Lorsque sa sœur Avis a réfléchi à l'album des années plus tard, elle n'a pas entendu le chef-d'œuvre que Parsons lui avait dit qu'il avait fait ; elle a entendu un adieu. « Il voulait sortir dans un grand éclat de gloire plutôt que de disparaître », a-t-elle dit à Fong-Torres. « Regardez comme il s'est magnifiquement organisé pour cet ultime album. Salaud. Je suis vraiment en colère contre lui. »
Dans les près de 50 années qui ont suivi la sortie posthume de Grievous Angel en 1974, la légende et l'héritage de Gram Parsons se sont métastasés en quelque chose de plus qu'un mythe. Le chanteur compositeur itinérant avait passé environ sept ans à tourner parmi une série de groupes dans sa quête d'incorporer la musique country de son Sud Géorgien natal dans le rock, la pop et le folk qui fleurissaient à Los Angeles à la fin des années 60, pratiquement sans aucun succès commercial. Mais depuis sa mort, Parsons est devenu un avatar et un repère pour plusieurs générations successives d'artistes tentant, souvent avec plus de succès que Parsons, de présenter des éléments de la musique country et roots américaine traditionnelle dans des contextes non strictement country.

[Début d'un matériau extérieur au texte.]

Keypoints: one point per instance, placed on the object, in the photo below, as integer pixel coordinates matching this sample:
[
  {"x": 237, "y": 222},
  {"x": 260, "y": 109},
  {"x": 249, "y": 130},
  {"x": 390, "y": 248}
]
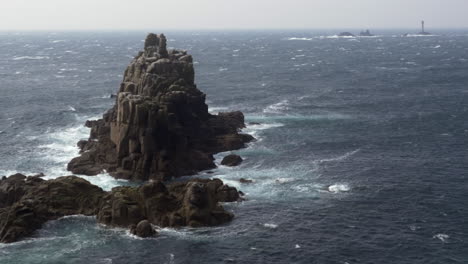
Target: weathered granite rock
[
  {"x": 159, "y": 127},
  {"x": 232, "y": 160},
  {"x": 28, "y": 202},
  {"x": 143, "y": 229},
  {"x": 193, "y": 203}
]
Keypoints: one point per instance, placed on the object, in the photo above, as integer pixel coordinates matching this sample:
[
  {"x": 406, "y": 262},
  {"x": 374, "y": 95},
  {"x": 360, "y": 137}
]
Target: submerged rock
[
  {"x": 232, "y": 160},
  {"x": 26, "y": 203},
  {"x": 159, "y": 127},
  {"x": 143, "y": 229}
]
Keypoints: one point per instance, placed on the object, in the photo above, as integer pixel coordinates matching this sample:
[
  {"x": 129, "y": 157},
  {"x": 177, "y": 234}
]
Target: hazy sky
[{"x": 229, "y": 14}]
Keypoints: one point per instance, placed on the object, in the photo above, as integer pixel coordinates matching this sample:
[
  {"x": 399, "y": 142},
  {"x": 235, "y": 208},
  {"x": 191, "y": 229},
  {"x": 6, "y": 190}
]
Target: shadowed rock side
[
  {"x": 160, "y": 126},
  {"x": 28, "y": 202}
]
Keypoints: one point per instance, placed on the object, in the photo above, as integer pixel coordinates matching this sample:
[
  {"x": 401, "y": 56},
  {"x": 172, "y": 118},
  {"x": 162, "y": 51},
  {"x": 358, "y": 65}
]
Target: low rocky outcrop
[
  {"x": 232, "y": 160},
  {"x": 28, "y": 202},
  {"x": 159, "y": 127}
]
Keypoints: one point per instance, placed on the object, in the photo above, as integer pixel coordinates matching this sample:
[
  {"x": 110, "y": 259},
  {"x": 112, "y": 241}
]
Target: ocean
[{"x": 360, "y": 157}]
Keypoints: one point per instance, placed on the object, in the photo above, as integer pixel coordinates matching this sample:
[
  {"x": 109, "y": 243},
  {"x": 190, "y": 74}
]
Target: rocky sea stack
[{"x": 159, "y": 127}]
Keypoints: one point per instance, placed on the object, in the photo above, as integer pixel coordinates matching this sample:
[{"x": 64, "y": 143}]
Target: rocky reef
[
  {"x": 159, "y": 127},
  {"x": 28, "y": 202}
]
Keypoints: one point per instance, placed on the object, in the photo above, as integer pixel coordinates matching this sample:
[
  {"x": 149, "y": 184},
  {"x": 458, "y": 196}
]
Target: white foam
[
  {"x": 217, "y": 109},
  {"x": 277, "y": 108},
  {"x": 337, "y": 188},
  {"x": 294, "y": 38},
  {"x": 340, "y": 158},
  {"x": 442, "y": 237},
  {"x": 31, "y": 58},
  {"x": 270, "y": 225}
]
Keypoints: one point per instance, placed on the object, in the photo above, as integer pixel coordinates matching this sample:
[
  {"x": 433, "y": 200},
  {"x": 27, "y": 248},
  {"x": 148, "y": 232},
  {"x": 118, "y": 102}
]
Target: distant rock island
[
  {"x": 160, "y": 127},
  {"x": 346, "y": 34},
  {"x": 366, "y": 33}
]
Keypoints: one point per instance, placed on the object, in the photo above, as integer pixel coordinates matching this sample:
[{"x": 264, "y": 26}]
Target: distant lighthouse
[{"x": 423, "y": 31}]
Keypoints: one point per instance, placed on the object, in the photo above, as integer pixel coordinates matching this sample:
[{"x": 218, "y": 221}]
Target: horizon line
[{"x": 223, "y": 29}]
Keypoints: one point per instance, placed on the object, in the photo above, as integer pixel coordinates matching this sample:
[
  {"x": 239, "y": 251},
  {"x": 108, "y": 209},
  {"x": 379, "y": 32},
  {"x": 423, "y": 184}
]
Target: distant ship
[
  {"x": 365, "y": 34},
  {"x": 423, "y": 32},
  {"x": 346, "y": 34}
]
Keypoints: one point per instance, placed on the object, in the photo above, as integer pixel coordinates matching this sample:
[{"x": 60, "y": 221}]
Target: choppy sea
[{"x": 361, "y": 151}]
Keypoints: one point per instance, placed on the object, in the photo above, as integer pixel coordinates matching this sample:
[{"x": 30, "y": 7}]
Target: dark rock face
[
  {"x": 28, "y": 202},
  {"x": 143, "y": 229},
  {"x": 232, "y": 160},
  {"x": 193, "y": 203},
  {"x": 160, "y": 126}
]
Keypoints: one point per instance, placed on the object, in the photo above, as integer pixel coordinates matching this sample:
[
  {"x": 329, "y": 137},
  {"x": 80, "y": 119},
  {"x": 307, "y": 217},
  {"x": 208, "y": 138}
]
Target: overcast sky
[{"x": 229, "y": 14}]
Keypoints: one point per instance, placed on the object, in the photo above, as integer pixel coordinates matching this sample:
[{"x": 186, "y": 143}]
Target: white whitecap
[
  {"x": 31, "y": 58},
  {"x": 337, "y": 188},
  {"x": 340, "y": 158},
  {"x": 270, "y": 225},
  {"x": 277, "y": 107},
  {"x": 217, "y": 109},
  {"x": 441, "y": 237}
]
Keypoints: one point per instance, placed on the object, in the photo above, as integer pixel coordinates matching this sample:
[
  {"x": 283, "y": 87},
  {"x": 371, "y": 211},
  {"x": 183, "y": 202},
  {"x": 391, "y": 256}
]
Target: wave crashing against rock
[
  {"x": 28, "y": 202},
  {"x": 159, "y": 127}
]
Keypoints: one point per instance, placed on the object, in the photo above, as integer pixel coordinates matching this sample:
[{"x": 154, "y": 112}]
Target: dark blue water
[{"x": 361, "y": 154}]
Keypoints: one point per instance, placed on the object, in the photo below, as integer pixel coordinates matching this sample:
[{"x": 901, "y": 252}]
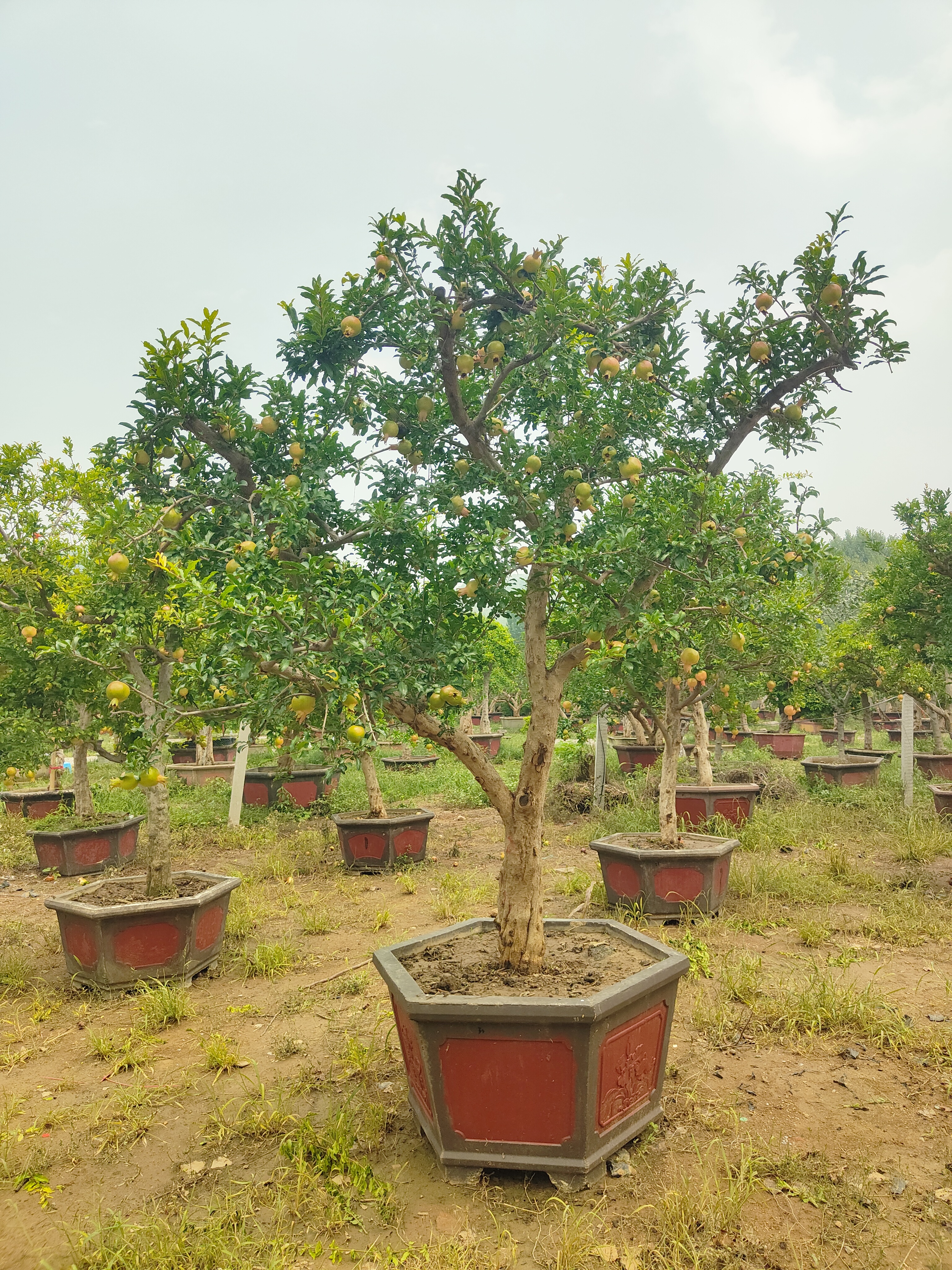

Durablement, Parsons a coécrit plusieurs chansons (« Sin City » et « Hickory Wind » parmi elles) au cours de sa vie qui sont devenues de véritables standards depuis sa mort. « Hickory Wind » seule — un duo poignant avec son principal partenaire créatif, Emmylou Harris — a été reprise par Lucinda Williams, Gillian Welch, Joan Baez, Jay Farrar, Norah Jones, Billy Strings, Ashley Monroe, Keith Whitley, Mo Pitney, les Tuttles, le Seldom Scene et le vieil ami de Parsons, Keith Richards.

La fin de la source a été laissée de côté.